Energy Minister Konrad Mizzi told parliament that Enel engineers in Italy had found that some of the tampered meters were recording 20 units for every 100 consumed.

The theft of electricity had been going on since 2011.

The minister said those suspended included people who had installed apparatus to slow down the meters and others who had 'sold' the tampered meters.

Yesterday, the minister said that some 1,000 meters had been tempered with in a sophisticated scheme. Theft of electricity accounted for 10 per cent of power generation and cost Enemalta €30m a year.

Dr Mizzi said in his statement that Enemalta officials had noted a sharp loss of metered consumption from 2011. 95% of meters which were investigated were found to have been tampered, and a pattern emerged. 

He said that after his press conference yesterday, a number of people had come forward with information, and he was renewing his appeal for more information.

The government, he said, would continue intensive investigations and would not tolerate any abuse.
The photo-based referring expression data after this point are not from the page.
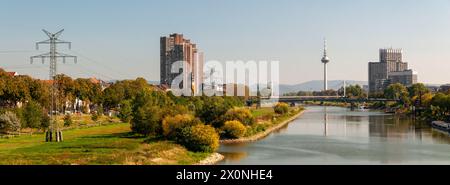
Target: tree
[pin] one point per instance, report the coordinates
(148, 111)
(123, 90)
(242, 115)
(147, 120)
(212, 110)
(87, 90)
(281, 108)
(173, 125)
(199, 138)
(397, 91)
(9, 123)
(65, 89)
(233, 130)
(354, 91)
(125, 112)
(68, 120)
He was especially angry at the Enemalta staff responsible for this racket, who had shown disloyalty to the corporation and the people, he said.

He did not rule out that more workers would be suspended. 
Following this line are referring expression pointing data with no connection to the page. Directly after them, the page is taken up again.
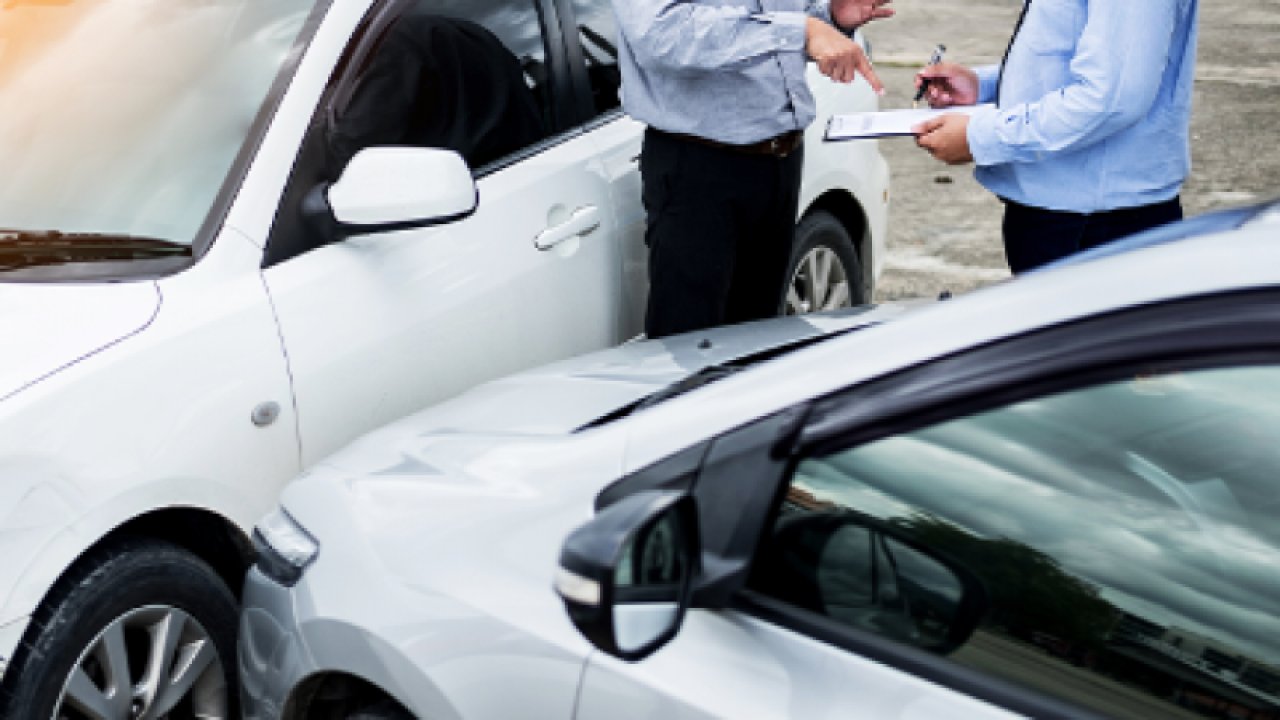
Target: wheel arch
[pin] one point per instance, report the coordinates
(204, 533)
(845, 208)
(336, 692)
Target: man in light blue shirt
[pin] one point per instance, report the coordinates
(1089, 137)
(721, 85)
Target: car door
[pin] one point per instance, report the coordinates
(380, 324)
(1077, 523)
(590, 33)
Opposition Energy spokesman George Pullicino said the Opposition fully supported the government in its investigations and the actions it took to clamp down on abuse. 

He asked if the 1,000 tampered meters were domestic or in commercial premises and whether criminal action would be taken. 

He also asked if one of those suspended workers was Louis Attard, a person close to the minister and possibly the ring leader in this racket.

Dr Mizzi said tampered meters were found both in private houses and commercial properties.

that following legal amendments under the previous government, cases of theft of electricity were not taken to court but handled in an administrative manner. However this was the biggest such case of electricity theft. Under the former government there was a report about suspected theft through the smart meters but there were doubts about whether this was possible, and no action was taken. 

The minister confirmed that one of the workers who was suspended today is Louis Attard, who works in the Enemalta finance section.

He said the investigation proper started in May by the Theft Control Unit which he had set up, and the police were involved and were questioning several people. 

All those responsible would have to pay for their actions, he said.